Звук её коснулся чего-то такого глубокого и сокровенного — он и не знал, что это сокровенное продолжало существовать в нём. Человек очень редко, лишь в немногие мгновения своего существования способен вдруг связать воедино всю свою жизнь, пору милого младенчества, годы труда, надежд, страстей и горя, борьбы, старости, — словно с огромной высоты увидеть Волгу во всём её течении от сокровенных ручьёв Селигера до Каспийского солёного устья.
Крымов увидел, что слезы полились по щекам хозяина.
А молодая смотрела на него.
— Невесёлое наше веселье! — сказала она. Можно привести слова песни и подробно рассказать про певицу, про мелодию и слова и про выражение глаз слушателей — их печаль, тоску, вопрос, тревогу, но родится ли из такого описания песня, заставившая людей плакать? Зазвучит ли она? Нет, не родится песня и не зазвучит...
— Да, невесёлое у нас веселье, — несколько раз повторил Крымов.
Он вышел на улицу, подошёл к машине, прижавшейся к забору.
— Спите, Семёнов?
— Нет, не сплю, — ответил Семёнов, и его грустные глаза смотрели из темноты на Крымова по-детски обрадованные — Тихо уж очень, страшно, и пожар прогорел, совсем темно стало... Я вам в сарае сено постелил...

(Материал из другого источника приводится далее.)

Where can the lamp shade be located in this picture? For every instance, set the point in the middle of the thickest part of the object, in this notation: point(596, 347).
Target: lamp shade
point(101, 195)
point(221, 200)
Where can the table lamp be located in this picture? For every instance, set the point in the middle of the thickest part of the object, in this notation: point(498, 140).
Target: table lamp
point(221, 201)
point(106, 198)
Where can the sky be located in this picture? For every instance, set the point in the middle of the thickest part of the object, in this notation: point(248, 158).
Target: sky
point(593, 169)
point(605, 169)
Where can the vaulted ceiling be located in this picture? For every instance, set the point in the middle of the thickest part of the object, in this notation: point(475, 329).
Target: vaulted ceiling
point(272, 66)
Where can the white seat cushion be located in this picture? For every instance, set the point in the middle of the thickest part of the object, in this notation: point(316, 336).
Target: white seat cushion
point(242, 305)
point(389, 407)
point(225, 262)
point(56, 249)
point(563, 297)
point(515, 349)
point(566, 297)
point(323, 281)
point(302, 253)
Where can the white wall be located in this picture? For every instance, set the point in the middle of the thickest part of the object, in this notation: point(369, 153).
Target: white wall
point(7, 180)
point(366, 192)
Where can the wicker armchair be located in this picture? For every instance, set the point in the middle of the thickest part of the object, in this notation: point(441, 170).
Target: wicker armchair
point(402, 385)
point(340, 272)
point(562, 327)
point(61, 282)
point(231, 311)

— Я пойду отдохну, — сказал: Крымов.
Крымов запомнил полутьму летнего рассвета, шорох, запах сена и то ли звёзды на побледневшем, утреннем небе, то ли глаза молодой на побледневшем лице.

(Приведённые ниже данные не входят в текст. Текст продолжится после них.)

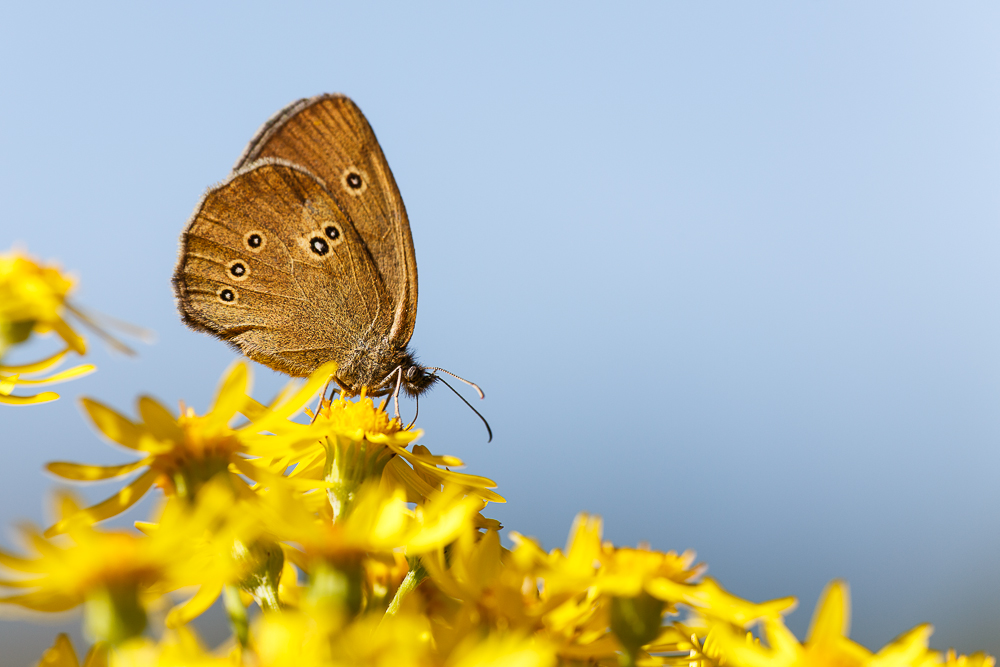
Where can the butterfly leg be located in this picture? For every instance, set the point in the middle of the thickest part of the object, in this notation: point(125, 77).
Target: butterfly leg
point(322, 397)
point(417, 412)
point(395, 393)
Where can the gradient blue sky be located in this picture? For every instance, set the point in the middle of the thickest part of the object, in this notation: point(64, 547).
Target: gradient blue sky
point(727, 272)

Он говорил ей о своём горе, о том, как обидела его женщина, говорил ей, чего самому себе не говорил...
А она шептала быстро, страстно; она звала его к себе. В стороне от станицы Цимлянской у неё дом и сад — там вино, и сливки, и свежая рыба, и мёд, и она божилась только его любить, — всю жизнь проживет с ним, а захочет бросить, пусть бросит её.
Она ведь сама не понимает, что случилось с ней, гуляла с мужчинами, гуляла и забывала... Приворожил он её, что ли, — руки и ноги стынут, дышать трудно, никогда она не думала, что такое может быть.

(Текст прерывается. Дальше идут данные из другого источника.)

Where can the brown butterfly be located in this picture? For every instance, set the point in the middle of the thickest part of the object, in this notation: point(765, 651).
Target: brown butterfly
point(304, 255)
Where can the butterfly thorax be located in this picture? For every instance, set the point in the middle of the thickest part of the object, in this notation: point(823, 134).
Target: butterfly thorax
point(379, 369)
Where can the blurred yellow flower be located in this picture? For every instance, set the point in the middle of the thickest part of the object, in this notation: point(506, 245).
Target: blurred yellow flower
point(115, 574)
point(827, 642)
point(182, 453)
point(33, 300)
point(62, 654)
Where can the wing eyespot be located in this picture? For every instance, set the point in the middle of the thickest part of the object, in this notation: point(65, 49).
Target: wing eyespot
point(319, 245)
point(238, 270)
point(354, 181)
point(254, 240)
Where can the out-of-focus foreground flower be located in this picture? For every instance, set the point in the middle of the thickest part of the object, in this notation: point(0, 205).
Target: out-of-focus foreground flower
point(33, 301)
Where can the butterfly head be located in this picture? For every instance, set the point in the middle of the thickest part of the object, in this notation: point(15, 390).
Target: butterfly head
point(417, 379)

Ее тёплое дыхание шло прямо в его сердце, и он сказал ей:
— Я солдат. Не надо мне сегодня счастья. Крымов вышел в сад. Нагибая голову, прошёл под низкими ветвями яблонь.
Со двора раздался голос Семёнова:
— Товарищ комиссар, наши машины едут, дивизион! И в той радости, какой был полон его голос, он высказал, как тревожна была для него эта ночь, когда он всматривался, прислушивался к ноющему гудению «хейнкелей» и к гулу советских ночных бомбардировщиков, глядел на немое зарево пожара...
К вечеру они проезжали через переправу Крымов оказал, облизывая губы, пересохшие от жары и пыли.
— В понтонах новые бойцы стоят, те два сапёра, может, убиты уже...
Семёнов не ответил, вертел баранку, а когда благополучно проскочили по мосту и отъехали от переправы, усмехнувшись, сказал:
— Ох, и казачка эта видная была, товарищ комиссар, я думал, вы на день останетесь...
Ночью, приведя дивизион в Сталинград, Крымов пошёл на квартиру к командиру бригады...
— Ну как, ждали меня, наловили волжских стерлядей, ухой угостите? спросил: Крымов.
Но командир бригады, любивший шутки и поддерживавший в разговорах с комиссаром насмешливый тон, на этот раз даже не улыбнулся.
— Читайте, товарищ комиссар, — сказал: он и вынул из планшета вдвое сложенный лист папиросной бумаги. То был приказ Сталина.
Крымов читал слова, обращённые к отступающей армии. Они звали к суровой борьбе, они говорили о смертельной опасности, они гласили, что дальнейшее отступление — это гибель и, значит, нет высшего преступления в мире, чем отступление: судьба страны и народа, судьба мира решаются в эти дни.